Jaipur: After 12 years, this Beed wonders at how little time it takes for transformation to happen. People will pay the equivalent of Rs 1000 in toll fares just to drive through a well-maintained highway. The conclusion is that it's important to let private concessionaires lead road development projects as people will pay for good roads - as the Beed did in driving down to the Jaipur Literature Festival (JLF). Interestingly, one of the festival's sponsors is a company involved in infrastructure construction.
The fifth JLF had a carnival setting, where many writers from different parts of the world jostled with each other for seats at an impressive range of debates and readings. What was most evident was the creative energy in the air. There were good vibes all over.
There are always discussions on how much affluence and economic growth fuel creativity. Perhaps the JLF is a case in point. The plethora of companies, institutions and brands that supported the initiative demonstrates how small contributions from many players can make such events successful. Among the sponsors were investment banks, which know a good investment when they see one. It is not easy to get hundreds of writers to Jaipur and take care of them for five days!
JLF also demonstrated India's power in the emerging world economic order. Would writers have flocked to India 20 years ago for a literature festival? India is now the market. With 300 million plus English-speaking people, you would have to be a fool not to want to be there.

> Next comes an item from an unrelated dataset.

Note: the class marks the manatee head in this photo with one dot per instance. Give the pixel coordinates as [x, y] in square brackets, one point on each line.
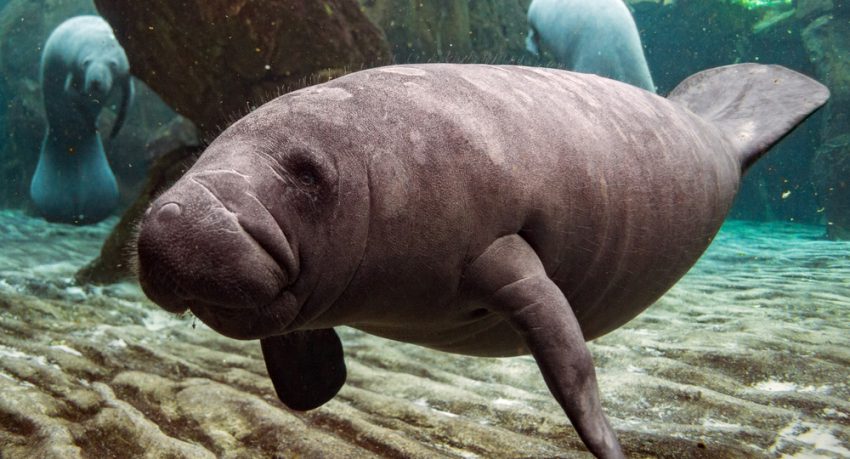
[264, 232]
[100, 66]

Chetan Bhagat's literary skills may have been questioned, but at least he has introduced young Indians to the English novel. Future writers in the region must thank him for making books popular. This is also a big message for aspiring Nepali writers: if one can follow Bhagat's model in the region, you might break some interesting records.
The media's involvement in the event also shows the kind of productive role it can play. The festival was well covered in the international press too, which means more people will return to the event next year. Even non-sponsoring media groups covered these events. Another lesson for Nepal. Here, media houses have this peculiar habit of not covering events sponsored by rival media houses, such as what happened during the Capital Market Expo. It is time to grow up and work towards collective promotion of events of interest to the public.
Another other big leap India has taken is that events like JLF are now managed very professionally by companies set up for the purpose. The coordination and preparation of the festival, which included over 100 planning sessions, was impressive. This is another lesson for those institutions in Nepal that put on great events, but don't outsource management responsibilities to a specialised firm.
The JLF, which is a must for all art-lovers, will hopefully see more Nepali faces and perhaps even a Nepal-centred event next year. In fact the Beed is toying with the idea of hosting a similar show in Nepal in April 2011. All volunteers are welcome!